Их квартира и впрямь хороша. Любовь к кирпичным домам позапрошлого и прошлого веков осталась со мной навсегда. Так и не смогла я принять душой новоделы. Даже так называемую элитную их часть.

Облаченная в длинный махровый халат, Майя Георгиевна царствует в потертом кожаном кресле по центру просторной гостиной. Спина идеально прямая. Миниатюрные пальчики поглаживают поблекшие бронзовые клепки деревянных подлокотников с истершимся лаком. Взгляд орлицы нацелен в меня. За спинкой кресла, держась за руки, стоит миловидная пара. Конечно, это Алексей и Люся. У Алексея подернутые румянцем детские щеки и серые наивные глаза. Люся выглядит строже, хотя обрамленное легкими светлыми волосами лицо открытое и чистое. Алексей очевидный подкаблучник, но заметно счастлив с Люсей. Вернее, счастливы оба. Их греет надежда на скорое освобождение от диктаторских пут. Владимир, придерживая оттопыренный карман с банкой-пепельницей, нервно ходит по комнате. Его мысли заняты схемой получения денежных средств. Отсутствует только старший Юрий. Единственный из семьи, кому переселение народов – полный крах, конец эпохи. Майя Георгиевна вступает по-мхатовски величественно, вместе с тем проникновенно:

– Я так вас себе и представляла, деточка, по голосу. Ваш вид внушает доверие. Но этот Всеволод глубоко меня разочаровал. Много суеты, лишних слов, а по факту – сплошная фикция. Он думает загнать нас за Можай? – ее глаза сужаются, проникновенность голоса испаряется. – Где в подъездах разит мочой и под ногами хрустят экскременты мышей?! А в квартирах все бесперебойно течет? И что за вульгарная привычка постоянно сосать пиво из банки? Где элементарные приличия? В советское время за такую, с позволения сказать, трудовую деятельность выгоняли с волчьим билетом! И правильно выгоняли! Доигрались в демократию, разбазарили ценности, накопленные за семьдесят лет советской власти! Учтите, бандитский трюк у него не пройдет! Я прекрасно осведомлена, скольких денег сто́ит наша квартира!

– Именно!! – подает возглас Владимир.

– Уверена, деточка, вы не в курсе действий Всеволода. Заняты, видимо, другими проблемами, – чуть сбавляет она обороты, – иначе не допустили бы подобного кощунства над моим возрастом и заслугами. Настоящий руководитель должен знать абсолютно все, что творится за его спиной! И теперь, когда я ввела вас в курс дела, назначьте на поиск вариантов кого-то другого. Не свет же клином сошелся на вашем лживом, порочном Всеволоде?!

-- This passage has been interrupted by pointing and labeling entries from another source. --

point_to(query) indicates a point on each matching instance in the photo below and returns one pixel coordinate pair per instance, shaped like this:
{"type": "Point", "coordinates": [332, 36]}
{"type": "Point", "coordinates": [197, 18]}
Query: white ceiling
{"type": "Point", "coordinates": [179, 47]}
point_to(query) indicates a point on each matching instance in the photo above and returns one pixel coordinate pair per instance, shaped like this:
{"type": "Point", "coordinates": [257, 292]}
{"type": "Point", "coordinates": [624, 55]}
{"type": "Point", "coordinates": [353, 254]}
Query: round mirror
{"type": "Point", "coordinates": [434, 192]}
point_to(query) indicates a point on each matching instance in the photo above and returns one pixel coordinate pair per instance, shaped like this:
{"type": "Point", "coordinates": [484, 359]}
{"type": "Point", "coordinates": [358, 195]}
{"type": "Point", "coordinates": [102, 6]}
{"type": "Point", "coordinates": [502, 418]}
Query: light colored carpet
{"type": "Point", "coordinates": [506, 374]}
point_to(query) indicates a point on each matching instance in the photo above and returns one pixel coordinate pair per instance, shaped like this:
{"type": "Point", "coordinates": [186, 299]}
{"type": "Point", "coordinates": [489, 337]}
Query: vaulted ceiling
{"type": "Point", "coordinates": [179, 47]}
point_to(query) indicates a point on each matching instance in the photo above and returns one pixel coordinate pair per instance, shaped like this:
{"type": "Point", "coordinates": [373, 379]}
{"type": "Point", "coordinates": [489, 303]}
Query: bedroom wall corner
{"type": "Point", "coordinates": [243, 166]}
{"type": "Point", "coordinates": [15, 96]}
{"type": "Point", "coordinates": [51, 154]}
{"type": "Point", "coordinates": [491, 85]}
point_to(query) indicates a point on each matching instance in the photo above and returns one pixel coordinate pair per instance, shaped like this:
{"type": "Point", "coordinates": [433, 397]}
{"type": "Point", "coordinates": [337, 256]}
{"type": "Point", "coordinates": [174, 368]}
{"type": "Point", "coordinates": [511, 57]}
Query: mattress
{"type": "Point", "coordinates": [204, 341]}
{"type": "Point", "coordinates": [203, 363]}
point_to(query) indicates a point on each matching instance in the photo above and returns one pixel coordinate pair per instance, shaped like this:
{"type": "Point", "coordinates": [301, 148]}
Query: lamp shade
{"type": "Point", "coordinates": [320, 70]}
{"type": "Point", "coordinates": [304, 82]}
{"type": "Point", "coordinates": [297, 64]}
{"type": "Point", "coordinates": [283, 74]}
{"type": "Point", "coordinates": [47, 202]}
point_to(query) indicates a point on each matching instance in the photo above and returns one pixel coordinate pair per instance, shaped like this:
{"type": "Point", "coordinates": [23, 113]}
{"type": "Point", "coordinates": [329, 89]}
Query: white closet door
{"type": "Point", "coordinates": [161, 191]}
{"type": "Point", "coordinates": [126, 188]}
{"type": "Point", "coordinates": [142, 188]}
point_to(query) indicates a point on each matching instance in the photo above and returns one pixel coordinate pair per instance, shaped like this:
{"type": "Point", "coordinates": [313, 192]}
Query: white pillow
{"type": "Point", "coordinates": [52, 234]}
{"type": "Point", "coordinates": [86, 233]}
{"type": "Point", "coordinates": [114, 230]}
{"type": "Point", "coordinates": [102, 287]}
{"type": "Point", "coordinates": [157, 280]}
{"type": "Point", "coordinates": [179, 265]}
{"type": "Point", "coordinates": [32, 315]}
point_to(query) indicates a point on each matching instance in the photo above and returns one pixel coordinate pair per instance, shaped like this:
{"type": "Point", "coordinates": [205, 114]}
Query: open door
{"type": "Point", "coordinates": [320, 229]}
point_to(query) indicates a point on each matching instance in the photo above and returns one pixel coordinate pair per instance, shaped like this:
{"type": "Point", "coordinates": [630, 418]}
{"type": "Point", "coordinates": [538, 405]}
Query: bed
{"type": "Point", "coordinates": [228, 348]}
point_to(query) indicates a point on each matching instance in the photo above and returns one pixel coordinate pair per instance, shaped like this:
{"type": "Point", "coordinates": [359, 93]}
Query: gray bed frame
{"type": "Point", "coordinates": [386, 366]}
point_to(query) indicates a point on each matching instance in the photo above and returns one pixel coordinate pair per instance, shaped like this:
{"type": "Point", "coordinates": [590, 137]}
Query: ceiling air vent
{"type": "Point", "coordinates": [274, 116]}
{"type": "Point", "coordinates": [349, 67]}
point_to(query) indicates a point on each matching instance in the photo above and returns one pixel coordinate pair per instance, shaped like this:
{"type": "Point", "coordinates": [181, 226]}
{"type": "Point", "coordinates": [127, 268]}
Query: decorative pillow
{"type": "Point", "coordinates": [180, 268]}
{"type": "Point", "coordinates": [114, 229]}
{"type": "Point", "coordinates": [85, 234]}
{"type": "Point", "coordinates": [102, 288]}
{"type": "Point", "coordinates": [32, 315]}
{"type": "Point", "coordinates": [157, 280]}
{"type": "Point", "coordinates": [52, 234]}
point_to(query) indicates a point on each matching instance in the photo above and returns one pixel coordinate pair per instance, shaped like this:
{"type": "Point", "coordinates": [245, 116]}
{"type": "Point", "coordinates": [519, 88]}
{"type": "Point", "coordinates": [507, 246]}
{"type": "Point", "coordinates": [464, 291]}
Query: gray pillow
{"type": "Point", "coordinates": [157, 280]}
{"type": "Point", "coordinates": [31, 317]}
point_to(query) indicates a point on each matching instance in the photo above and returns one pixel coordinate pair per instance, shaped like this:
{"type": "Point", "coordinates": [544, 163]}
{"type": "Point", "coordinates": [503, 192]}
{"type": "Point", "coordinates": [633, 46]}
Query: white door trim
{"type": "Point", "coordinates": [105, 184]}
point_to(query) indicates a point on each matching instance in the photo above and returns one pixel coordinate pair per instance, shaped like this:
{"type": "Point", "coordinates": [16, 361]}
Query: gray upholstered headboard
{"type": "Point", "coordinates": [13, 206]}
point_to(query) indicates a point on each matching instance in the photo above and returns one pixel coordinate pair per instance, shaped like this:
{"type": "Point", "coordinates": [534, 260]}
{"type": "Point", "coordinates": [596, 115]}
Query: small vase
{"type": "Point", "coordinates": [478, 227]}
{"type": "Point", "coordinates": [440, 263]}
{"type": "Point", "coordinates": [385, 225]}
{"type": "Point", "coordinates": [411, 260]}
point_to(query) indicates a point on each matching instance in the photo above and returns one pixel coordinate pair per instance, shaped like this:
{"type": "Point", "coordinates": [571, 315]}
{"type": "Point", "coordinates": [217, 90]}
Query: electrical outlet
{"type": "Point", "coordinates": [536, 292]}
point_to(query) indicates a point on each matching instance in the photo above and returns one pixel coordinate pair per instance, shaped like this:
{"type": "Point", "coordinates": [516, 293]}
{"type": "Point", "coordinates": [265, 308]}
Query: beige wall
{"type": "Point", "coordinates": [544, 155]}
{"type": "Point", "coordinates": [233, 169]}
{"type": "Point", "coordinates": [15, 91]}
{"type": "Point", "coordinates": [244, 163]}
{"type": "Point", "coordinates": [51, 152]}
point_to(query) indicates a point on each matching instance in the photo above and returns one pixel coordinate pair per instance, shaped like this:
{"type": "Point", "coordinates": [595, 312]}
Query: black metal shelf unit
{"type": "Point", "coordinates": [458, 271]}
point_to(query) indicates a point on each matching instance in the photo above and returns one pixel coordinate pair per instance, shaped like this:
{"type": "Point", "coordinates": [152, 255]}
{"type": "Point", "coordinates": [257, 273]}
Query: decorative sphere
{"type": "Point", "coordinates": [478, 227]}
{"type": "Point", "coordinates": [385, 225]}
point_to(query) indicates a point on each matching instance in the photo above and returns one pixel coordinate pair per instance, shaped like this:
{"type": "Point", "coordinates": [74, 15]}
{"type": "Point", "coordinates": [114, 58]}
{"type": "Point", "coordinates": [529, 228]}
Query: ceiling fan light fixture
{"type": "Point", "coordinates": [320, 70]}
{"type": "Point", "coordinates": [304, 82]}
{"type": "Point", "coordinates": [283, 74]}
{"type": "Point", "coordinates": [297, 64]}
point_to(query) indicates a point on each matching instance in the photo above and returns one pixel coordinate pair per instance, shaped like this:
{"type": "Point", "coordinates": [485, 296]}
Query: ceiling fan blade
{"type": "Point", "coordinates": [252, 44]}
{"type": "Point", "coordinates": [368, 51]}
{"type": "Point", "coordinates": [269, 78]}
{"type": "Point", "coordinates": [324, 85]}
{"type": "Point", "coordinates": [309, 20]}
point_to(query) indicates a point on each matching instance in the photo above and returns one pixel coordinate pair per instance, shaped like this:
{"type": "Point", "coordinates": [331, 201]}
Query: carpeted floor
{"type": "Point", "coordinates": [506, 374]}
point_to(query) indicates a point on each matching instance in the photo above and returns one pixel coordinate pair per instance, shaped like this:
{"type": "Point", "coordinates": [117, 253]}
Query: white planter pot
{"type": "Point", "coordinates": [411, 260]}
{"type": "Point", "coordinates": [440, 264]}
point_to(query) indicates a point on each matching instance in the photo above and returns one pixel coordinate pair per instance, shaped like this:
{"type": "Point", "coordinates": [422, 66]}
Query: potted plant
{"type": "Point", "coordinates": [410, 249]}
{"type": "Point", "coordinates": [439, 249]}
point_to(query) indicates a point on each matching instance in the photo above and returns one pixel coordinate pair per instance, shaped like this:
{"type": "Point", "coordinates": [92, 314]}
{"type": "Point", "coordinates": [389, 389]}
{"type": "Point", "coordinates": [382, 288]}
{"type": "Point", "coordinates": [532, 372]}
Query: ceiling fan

Вообразив, сколько пены выйдет из Севы, отдай я сделку на этом этапе другому риелтору, делаю глубокий вдох и дипломатично объясняю, что у нас так не принято. Обещаю срочно вразумить Севу, провести конструктивную беседу, взять под контроль поиск вариантов. Не дав Майе Георгиевне возразить, мгновенно перехожу к покупателям комнаты Юрия, внесшим на днях аванс. Какие они фильдеперсовые! Обмануть их – все равно что вонзить кинжал в спину ребенку. Обратной дороги нет. И главное – накануне сделки по комнате необходимо держать под контролем Юрия, чтобы не дать сорваться всей многоуровневой конструкции.

– Алексей! – разворачивается Майя Георгиевна к Люсе и Алексею. – Вы слышали? Что вы там стоите истуканами? Встаньте передо мной. Непременно привезите Юру перед продажей комнаты сюда, с ночевкой, вам понятно?

– А если он откажется ехать? – робко интересуется Алексей, отпустив руку Люси, переместившись на глаза матери.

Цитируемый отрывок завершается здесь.